The site of an important American Revolutionary War encampment, this scenic park is now home to pleasant trails and interesting monuments.
Valley Forge National Historical Park is a beautifully powerful historic site. More than 2,000 soldiers died here during the winter of 1777. Today, learn about life at this former encampment through informative exhibits and monuments. With 3,500 acres (1,400 hectares) of greenery, the park is also popular for jogging, cycling and picnicking.
With the British army occupying Philadelphia in 1777, Continental Commander George Washington chose Valley Forge as a strategic place for his 12,000 troops to encamp over the winter. Throughout the harsh winter, the soldiers endured freezing temperatures, hunger, damp quarters and disease. Although many perished, the army emerged in 1778 to win a number of important battles. Subsequently the site has come to represent resilience and survival.

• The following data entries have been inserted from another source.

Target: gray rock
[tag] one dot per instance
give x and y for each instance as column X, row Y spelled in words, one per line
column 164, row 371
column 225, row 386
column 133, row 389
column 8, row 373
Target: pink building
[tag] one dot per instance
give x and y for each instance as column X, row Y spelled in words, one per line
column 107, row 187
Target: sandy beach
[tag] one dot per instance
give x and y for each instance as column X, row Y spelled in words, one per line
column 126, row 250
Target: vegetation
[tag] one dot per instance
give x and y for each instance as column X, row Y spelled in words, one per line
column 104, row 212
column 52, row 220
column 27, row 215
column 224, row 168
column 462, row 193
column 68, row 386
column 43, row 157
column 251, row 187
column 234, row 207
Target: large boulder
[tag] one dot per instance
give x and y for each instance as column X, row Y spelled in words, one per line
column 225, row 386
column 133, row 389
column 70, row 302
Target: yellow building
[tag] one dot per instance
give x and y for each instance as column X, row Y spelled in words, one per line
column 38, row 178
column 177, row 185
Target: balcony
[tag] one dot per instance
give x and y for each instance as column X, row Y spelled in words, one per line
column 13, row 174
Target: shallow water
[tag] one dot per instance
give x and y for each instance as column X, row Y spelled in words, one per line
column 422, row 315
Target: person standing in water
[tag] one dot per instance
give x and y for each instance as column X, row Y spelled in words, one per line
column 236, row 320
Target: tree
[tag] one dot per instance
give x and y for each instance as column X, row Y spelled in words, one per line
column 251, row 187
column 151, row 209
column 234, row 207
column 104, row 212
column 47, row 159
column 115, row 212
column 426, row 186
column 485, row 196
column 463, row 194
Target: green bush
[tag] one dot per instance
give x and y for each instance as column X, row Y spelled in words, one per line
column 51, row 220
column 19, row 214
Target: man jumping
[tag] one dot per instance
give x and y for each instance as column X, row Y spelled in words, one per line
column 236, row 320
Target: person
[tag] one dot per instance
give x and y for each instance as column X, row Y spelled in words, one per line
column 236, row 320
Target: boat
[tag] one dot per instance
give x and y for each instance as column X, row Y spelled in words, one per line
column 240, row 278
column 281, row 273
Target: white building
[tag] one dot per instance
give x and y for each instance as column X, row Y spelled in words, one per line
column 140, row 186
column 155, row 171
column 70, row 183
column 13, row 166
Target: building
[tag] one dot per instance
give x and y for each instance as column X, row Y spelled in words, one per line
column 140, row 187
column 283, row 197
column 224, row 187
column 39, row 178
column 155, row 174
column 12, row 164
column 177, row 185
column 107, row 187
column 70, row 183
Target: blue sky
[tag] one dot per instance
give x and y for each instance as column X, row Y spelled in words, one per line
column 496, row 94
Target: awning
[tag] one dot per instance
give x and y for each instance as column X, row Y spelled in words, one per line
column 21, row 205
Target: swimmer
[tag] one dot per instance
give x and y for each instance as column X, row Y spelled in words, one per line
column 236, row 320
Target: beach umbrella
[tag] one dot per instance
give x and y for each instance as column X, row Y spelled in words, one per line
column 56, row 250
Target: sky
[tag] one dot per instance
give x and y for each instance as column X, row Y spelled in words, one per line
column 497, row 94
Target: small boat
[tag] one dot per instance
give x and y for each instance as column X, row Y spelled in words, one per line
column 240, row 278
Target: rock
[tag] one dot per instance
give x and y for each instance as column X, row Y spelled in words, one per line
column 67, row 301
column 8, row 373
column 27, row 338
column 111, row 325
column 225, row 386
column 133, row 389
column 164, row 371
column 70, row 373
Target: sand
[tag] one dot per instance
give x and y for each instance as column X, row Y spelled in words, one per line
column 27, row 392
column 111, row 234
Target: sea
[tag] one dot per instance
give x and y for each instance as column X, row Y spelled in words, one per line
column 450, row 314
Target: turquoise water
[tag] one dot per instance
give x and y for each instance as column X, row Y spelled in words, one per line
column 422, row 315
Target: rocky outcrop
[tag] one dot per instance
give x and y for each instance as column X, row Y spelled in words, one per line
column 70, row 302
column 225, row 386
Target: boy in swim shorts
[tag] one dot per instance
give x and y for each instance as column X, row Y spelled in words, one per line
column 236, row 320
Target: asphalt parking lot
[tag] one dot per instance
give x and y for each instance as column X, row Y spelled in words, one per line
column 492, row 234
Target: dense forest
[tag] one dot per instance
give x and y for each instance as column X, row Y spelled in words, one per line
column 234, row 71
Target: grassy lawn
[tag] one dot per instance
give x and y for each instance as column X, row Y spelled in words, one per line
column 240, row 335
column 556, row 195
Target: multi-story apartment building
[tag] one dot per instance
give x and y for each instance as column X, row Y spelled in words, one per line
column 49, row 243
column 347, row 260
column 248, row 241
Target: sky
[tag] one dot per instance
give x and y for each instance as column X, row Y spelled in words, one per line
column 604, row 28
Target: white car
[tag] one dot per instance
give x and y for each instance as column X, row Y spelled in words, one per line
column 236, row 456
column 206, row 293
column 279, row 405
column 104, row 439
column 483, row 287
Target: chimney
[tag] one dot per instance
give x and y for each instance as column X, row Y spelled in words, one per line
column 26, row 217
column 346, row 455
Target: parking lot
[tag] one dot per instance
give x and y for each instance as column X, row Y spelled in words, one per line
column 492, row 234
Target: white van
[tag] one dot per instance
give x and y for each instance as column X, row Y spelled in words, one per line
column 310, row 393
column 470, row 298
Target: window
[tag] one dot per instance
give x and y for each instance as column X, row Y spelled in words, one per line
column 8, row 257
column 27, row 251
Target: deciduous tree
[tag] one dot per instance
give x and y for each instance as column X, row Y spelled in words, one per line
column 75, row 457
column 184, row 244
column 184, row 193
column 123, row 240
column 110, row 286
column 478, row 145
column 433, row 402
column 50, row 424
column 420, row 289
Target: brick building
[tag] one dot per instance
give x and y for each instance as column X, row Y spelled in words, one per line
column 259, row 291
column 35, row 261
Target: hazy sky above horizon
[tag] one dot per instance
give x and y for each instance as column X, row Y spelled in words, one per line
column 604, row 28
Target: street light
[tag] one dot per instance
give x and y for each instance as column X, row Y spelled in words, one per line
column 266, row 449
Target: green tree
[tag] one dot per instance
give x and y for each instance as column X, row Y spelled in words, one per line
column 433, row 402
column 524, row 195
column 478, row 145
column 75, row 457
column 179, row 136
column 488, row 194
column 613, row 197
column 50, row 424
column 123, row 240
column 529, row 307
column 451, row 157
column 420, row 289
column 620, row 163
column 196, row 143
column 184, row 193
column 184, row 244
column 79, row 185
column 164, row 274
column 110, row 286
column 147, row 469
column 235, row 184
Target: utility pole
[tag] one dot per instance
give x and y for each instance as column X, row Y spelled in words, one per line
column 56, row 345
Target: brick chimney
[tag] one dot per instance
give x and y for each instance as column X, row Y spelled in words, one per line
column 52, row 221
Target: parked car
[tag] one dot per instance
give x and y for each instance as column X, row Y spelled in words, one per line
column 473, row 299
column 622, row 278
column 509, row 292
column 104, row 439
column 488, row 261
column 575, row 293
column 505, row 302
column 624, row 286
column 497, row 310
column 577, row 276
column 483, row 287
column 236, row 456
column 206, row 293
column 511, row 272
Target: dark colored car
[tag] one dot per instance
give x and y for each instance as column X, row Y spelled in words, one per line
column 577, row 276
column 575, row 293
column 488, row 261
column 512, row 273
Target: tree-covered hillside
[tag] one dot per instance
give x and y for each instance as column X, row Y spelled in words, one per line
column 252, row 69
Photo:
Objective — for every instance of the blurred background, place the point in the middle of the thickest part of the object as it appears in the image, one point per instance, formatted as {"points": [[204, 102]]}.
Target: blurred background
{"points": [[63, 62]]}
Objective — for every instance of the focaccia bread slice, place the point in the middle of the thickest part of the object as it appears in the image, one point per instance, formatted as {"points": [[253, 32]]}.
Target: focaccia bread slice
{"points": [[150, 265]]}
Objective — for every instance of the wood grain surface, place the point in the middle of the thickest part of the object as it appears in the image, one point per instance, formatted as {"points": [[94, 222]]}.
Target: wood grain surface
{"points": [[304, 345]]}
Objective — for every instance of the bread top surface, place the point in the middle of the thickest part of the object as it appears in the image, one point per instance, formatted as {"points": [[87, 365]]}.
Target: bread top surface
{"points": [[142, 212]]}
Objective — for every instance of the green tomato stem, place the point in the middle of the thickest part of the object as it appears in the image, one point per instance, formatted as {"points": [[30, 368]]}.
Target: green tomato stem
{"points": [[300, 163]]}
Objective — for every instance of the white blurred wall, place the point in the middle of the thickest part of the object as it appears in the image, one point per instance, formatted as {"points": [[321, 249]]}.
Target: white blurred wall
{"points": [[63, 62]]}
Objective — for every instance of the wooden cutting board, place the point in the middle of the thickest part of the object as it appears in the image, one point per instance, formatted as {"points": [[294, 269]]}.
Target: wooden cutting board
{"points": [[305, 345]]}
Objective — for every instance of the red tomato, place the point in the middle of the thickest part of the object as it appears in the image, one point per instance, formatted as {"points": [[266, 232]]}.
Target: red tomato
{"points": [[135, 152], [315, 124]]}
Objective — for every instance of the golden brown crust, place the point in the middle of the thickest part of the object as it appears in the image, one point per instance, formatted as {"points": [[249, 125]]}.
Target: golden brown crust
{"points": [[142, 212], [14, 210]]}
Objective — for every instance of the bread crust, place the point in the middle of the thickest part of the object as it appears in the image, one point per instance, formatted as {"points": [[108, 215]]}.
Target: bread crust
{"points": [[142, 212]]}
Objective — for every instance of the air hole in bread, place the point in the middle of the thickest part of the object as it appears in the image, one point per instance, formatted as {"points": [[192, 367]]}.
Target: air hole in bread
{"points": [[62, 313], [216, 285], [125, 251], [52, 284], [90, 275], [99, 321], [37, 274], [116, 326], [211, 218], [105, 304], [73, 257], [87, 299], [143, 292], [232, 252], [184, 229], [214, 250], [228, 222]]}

Begin your exploration at the Visitor Center, to pick up a map of the park. Check out the Determined to Persevere exhibits, which use Revolutionary War artifacts to create a picture of life during the encampment. Discover more about the encampment by watching the orientation film at the theater next to the center. Lectures and other special events are often held at the park, so be sure to ask if anything is taking place during your visit.
You can also see carefully reproduced replicas of the soldiers’ huts based on the original models. Continue to investigate the park’s military history at Artillery Park, where soldiers stored cannons. Look for the bronze equestrian statue of General Anthony Wayne.

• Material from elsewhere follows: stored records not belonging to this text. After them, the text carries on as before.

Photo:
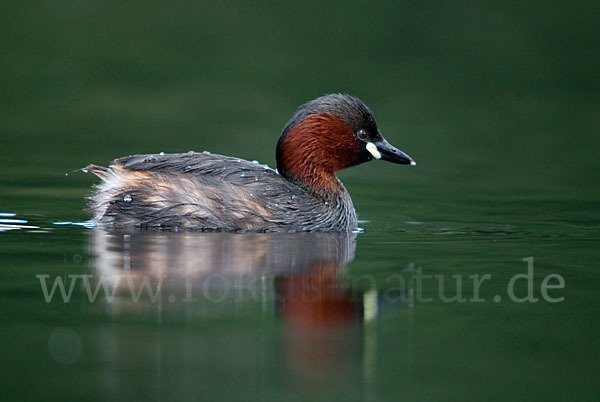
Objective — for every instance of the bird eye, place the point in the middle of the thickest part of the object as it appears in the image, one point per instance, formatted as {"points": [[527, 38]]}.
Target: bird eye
{"points": [[362, 134]]}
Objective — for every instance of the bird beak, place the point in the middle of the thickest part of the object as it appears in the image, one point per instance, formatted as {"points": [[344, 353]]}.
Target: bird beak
{"points": [[383, 150]]}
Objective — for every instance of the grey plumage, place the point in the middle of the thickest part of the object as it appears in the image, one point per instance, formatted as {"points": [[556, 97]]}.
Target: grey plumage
{"points": [[205, 191]]}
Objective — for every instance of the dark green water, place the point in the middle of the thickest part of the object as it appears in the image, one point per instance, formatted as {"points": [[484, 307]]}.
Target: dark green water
{"points": [[499, 105]]}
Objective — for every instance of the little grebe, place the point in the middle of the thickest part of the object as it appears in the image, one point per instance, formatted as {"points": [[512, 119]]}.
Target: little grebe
{"points": [[207, 191]]}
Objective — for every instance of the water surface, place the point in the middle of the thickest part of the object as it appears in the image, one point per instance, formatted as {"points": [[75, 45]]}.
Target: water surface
{"points": [[496, 103]]}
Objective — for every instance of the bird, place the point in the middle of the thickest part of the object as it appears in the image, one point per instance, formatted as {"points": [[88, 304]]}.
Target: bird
{"points": [[210, 192]]}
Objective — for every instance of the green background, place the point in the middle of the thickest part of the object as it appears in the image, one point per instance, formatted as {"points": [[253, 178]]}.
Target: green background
{"points": [[498, 102]]}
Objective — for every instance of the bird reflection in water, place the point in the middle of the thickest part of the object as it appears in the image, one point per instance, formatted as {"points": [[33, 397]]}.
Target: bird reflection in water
{"points": [[326, 321]]}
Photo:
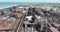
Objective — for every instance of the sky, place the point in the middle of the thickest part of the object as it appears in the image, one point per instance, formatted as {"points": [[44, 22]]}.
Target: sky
{"points": [[47, 1]]}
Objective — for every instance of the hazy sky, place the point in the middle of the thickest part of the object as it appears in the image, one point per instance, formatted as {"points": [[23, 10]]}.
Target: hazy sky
{"points": [[49, 1]]}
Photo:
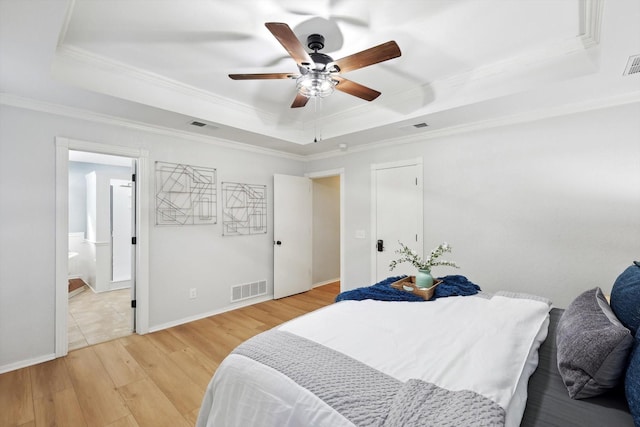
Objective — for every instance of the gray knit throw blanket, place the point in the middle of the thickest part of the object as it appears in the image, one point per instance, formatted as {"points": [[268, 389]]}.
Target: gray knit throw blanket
{"points": [[366, 396]]}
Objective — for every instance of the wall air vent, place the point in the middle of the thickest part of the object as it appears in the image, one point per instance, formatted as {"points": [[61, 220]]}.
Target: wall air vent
{"points": [[633, 66], [248, 290]]}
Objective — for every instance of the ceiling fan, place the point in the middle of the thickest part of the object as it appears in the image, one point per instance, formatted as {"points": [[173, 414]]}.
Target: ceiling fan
{"points": [[319, 74]]}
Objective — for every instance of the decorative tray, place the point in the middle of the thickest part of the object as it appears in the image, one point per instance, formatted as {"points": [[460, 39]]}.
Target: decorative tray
{"points": [[408, 284]]}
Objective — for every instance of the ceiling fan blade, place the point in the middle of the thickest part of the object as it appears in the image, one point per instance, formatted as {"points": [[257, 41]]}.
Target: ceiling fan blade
{"points": [[300, 101], [289, 41], [262, 76], [355, 89], [374, 55]]}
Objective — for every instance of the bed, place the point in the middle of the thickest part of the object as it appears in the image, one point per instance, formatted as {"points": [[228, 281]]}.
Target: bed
{"points": [[467, 360]]}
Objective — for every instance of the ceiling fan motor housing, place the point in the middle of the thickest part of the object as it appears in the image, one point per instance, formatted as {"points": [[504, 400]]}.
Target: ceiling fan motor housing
{"points": [[315, 42]]}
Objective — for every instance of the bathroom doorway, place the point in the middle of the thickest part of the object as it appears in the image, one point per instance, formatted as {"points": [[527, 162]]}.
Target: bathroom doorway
{"points": [[101, 223]]}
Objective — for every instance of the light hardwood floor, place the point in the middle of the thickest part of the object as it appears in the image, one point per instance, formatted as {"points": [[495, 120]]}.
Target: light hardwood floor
{"points": [[149, 380]]}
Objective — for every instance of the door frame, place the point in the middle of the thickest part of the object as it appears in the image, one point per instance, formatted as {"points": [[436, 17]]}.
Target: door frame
{"points": [[327, 174], [374, 194], [141, 268]]}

Save time to explore the park’s 19 miles (31 kilometers) of hiking trails. Go biking along the 21-mile (34-kilometer) cycling path that runs along Schuylkill River, connecting Valley Forge to Philadelphia. See if you can spot some of the 227 species of birds that live in the area, such as swallows, thrushes and European starlings.
Valley Forge National Historical Park is open daily and admission is free. Take a guided tour in an open-air trolley bus or use the free Revolutionary Shuttle, which runs between the park’s main sightseeing points.